Sable became more and more irate as she considered
her six-year relationship with Beth. Gabby had brought her on, as Gabby had collected them all. She’d found her at an autograph signing where they were both signing books. Beth was new and Gabby wasn’t famous, so they’d had plenty of time to chat, get to know each other. Beth was so quiet, so shy that Gabby took it upon herself to introduce Beth to a few writers. But Beth was such a loner that the introductions stopped with their little group.
When Beth talked about her family, her beautiful dark eyes lit up and she became almost animated. When she was asked about Jack, she seemed to struggle with what to say.
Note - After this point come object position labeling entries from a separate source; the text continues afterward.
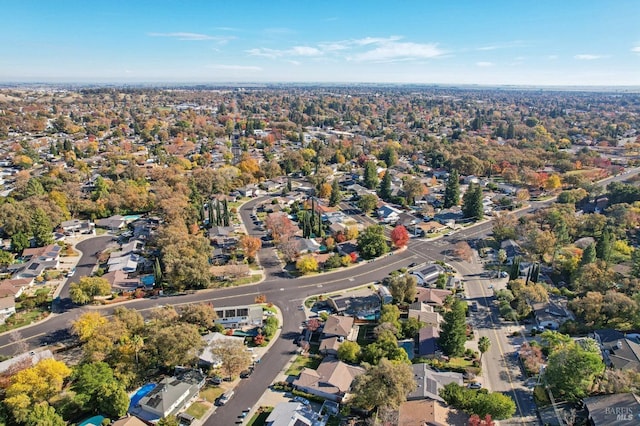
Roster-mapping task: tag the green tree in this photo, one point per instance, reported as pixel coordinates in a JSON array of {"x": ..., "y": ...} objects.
[
  {"x": 571, "y": 371},
  {"x": 370, "y": 175},
  {"x": 336, "y": 194},
  {"x": 382, "y": 386},
  {"x": 43, "y": 414},
  {"x": 604, "y": 245},
  {"x": 349, "y": 352},
  {"x": 452, "y": 190},
  {"x": 372, "y": 242},
  {"x": 42, "y": 228},
  {"x": 454, "y": 329},
  {"x": 413, "y": 189},
  {"x": 472, "y": 202},
  {"x": 88, "y": 288},
  {"x": 589, "y": 254},
  {"x": 384, "y": 191},
  {"x": 367, "y": 203},
  {"x": 403, "y": 288},
  {"x": 483, "y": 345}
]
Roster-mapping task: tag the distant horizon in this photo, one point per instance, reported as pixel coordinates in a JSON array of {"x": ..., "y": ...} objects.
[
  {"x": 567, "y": 43},
  {"x": 272, "y": 84}
]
Jesus, we’re all a bunch of invalids, Sable thought. Gabby had surrounded herself with troubled souls, handicapped pretenders. Elly was an aging, solitary, egghead who had lived in the same cluttered little house for thirty years. Sable was a messed-up, abused teenager who’d somehow become a famous person—a fucked-up famous person who distrusted everyone and acted like a magnet to weirdos—without ever resolving the mess she’d left in her past. Barbara Ann was a raving codependent who controlled everyone around her by playing the victim, starting with her family of men and spreading the gloom of her daily disasters almost nationwide by long distance and conferences. And Beth was undoubtedly an abused wife who was trapped in some kind of secret tyranny that she shared with no one.
Sable lay in her bed, thinking about what a mess this small group was. Group therapy wouldn’t be a bad idea, she thought. It’s absurd that none of us is happy with what we have. I hate fame and something about the way I treat people is seen as regal and offputting rather than professional. Elly has become a curmudgeon, hiding
within the walls of academia, fighting her alcoholism in a silent, solitary battle that she never talks about but is always conscious of. Barbara Ann’s pursuit of success has blinded her to all that she has—family, friends, health, love, work. And Beth is being beat up, emotionally and probably physically.
Of course she couldn’t sleep. She started thinking about the honor bar in her room and it frightened her. Whenever she wanted one more drink than she thought was prudent, visions of her mother came instantly to mind.